Palm Inc chief executive officer Ed Colligan says he is ignoring calls to sell the phone maker and is focused on winning back sales lost to Research In Motion Ltd (RIM) and Nokia Oyj.
"I can't sit here and worry about that," he said in an interview at Palm's Sunnyvale, California, headquarters. "I can only worry about how the business is performing and what can we do as a team to do better, to get our products out faster, to drive for higher reliability, to grab more market share."
Palm's Treo, introduced in 2002, helped create the market for handsets offering functions such as e-mail, and forced RIM to add a phone to its BlackBerry messaging devices. Since then, RIM has introduced products faster, and Motorola Inc and Nokia challenged Palm with cheaper e-mail phones for consumers.
Colligan is under pressure to produce a hit device to combat the BlackBerry as well as products from Motorola and Nokia and Apple Inc's iPhone, coming out in June, said Casey Ryan, an analyst at Nollenberger Capital Markets in San Francisco.

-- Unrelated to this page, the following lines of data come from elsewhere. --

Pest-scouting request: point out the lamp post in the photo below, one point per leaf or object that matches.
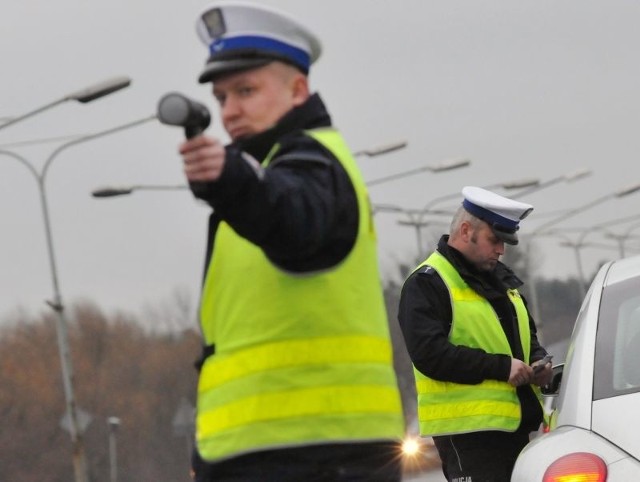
(439, 167)
(83, 96)
(113, 424)
(56, 304)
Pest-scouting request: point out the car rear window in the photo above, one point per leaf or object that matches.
(617, 357)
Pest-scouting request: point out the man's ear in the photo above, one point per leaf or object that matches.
(300, 89)
(465, 231)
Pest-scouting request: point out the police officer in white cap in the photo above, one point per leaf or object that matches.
(473, 343)
(296, 380)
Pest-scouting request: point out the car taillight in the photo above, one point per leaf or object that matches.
(577, 467)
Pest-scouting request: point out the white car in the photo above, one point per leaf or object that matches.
(595, 396)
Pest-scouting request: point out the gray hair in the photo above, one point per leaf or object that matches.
(461, 216)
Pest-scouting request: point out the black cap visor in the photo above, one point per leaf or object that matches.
(508, 236)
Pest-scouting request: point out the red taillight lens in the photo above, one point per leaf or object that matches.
(578, 467)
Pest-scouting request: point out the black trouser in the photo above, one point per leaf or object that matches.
(348, 462)
(480, 456)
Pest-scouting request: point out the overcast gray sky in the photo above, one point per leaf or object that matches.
(526, 89)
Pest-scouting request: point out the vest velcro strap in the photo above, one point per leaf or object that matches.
(207, 351)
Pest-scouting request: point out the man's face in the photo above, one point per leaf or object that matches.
(253, 101)
(484, 248)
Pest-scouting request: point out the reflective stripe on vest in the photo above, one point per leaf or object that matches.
(300, 359)
(449, 408)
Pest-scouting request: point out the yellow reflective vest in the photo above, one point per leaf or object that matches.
(446, 408)
(299, 358)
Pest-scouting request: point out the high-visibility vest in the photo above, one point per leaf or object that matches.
(446, 408)
(299, 358)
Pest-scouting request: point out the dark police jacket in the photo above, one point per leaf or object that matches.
(301, 211)
(425, 318)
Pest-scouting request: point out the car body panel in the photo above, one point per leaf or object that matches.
(597, 407)
(614, 419)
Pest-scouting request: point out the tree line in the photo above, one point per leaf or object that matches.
(144, 377)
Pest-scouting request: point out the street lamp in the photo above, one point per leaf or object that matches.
(381, 149)
(439, 167)
(569, 177)
(83, 96)
(113, 423)
(572, 212)
(56, 304)
(112, 191)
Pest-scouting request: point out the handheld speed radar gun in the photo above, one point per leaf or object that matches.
(178, 110)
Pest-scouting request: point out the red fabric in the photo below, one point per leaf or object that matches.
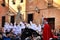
(47, 32)
(55, 36)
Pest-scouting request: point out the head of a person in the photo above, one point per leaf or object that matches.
(8, 34)
(45, 21)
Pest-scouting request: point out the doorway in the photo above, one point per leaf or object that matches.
(51, 22)
(12, 19)
(3, 21)
(30, 17)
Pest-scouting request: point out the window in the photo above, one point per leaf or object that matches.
(50, 3)
(3, 4)
(3, 21)
(21, 1)
(13, 1)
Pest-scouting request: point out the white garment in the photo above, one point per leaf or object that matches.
(6, 27)
(39, 28)
(17, 29)
(34, 27)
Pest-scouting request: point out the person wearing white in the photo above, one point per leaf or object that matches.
(6, 27)
(39, 29)
(22, 25)
(34, 26)
(10, 26)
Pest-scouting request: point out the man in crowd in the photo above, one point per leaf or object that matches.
(47, 34)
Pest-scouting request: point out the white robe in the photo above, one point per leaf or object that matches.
(6, 27)
(34, 27)
(39, 28)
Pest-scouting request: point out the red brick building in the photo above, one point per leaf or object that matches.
(46, 9)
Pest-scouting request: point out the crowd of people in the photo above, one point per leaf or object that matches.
(25, 31)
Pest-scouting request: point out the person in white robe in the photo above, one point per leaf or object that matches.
(10, 26)
(39, 29)
(22, 25)
(6, 27)
(33, 26)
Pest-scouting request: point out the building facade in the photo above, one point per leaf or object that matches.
(29, 9)
(48, 9)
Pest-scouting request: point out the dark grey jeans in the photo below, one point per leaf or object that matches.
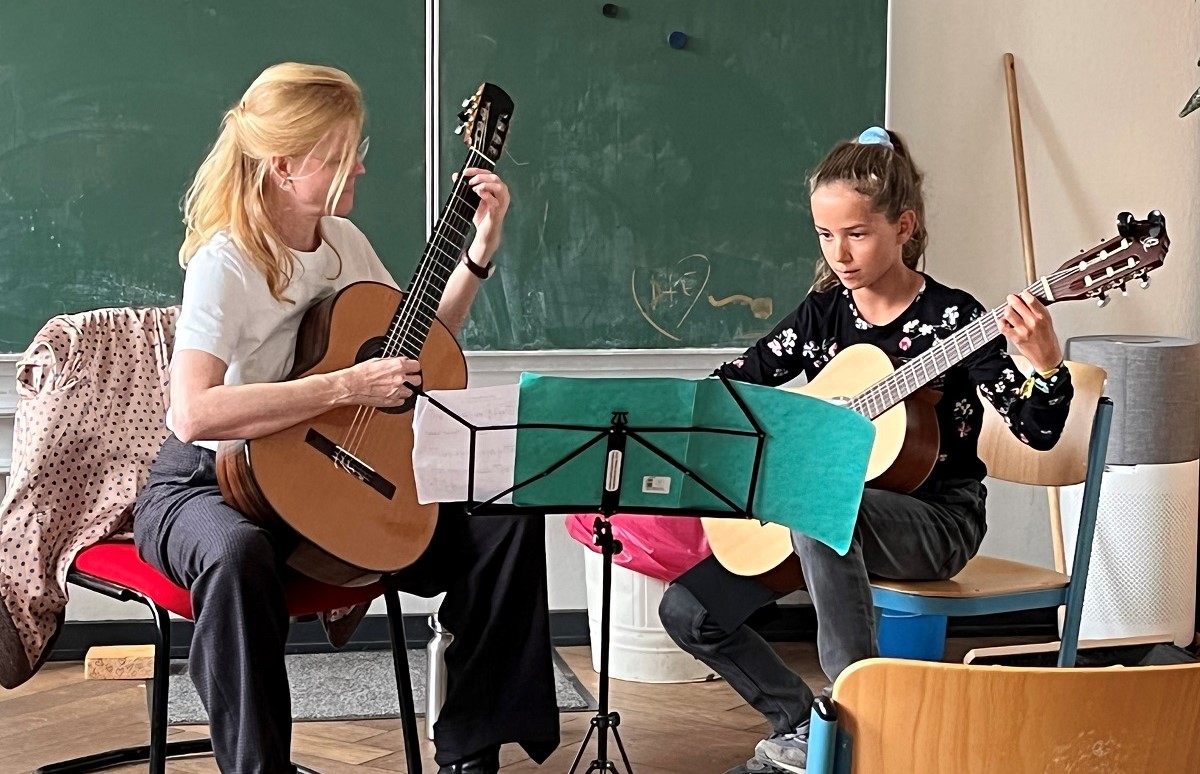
(501, 681)
(928, 535)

"They need to come up with more innovative devices to compete," said Ryan, who rates the shares "neutral" and doesn't own them. "That's what they used to be known for."
Palm spent the past two years copying a design from larger rivals including Nokia that includes a standardized core to cut production costs and get handsets built faster. Using the same base in all its phones will let Palm create a new handset in nine months, down from as much as two years, Colligan said.
New devices built this way go on sale this year, he said.
Palm will discuss its strategy with investors in New York today.
The design change allows Palm to use fewer parts and buy larger quantities of a single component, cutting material costs 30 percent, said Stephane Maes, a director in charge of Palm's product lines.
That may open up markets beyond business users. Palm may be able to sell phones for as little as US$99 with a contract, down from as much as US$399 currently, Maes said.
Survival depends on Palm's ability to create devices for making calls and sending e-mail that competitors can't replicate, said Tony Carbone, an RCM Capital Management analyst in San Francisco.
Palm's sales this fiscal year may grow less than 1 percent, according to a Bloomberg survey of analysts. Nokia's revenue may gain 17 percent and RIM may rise 47 percent.
Palm's share of the global market for phones with e-mail and computer-like functions shrank to 2.8 percent in the fourth quarter from 3.3 percent a year earlier, said market researcher International Data Corp. Nokia dominated with 47 percent.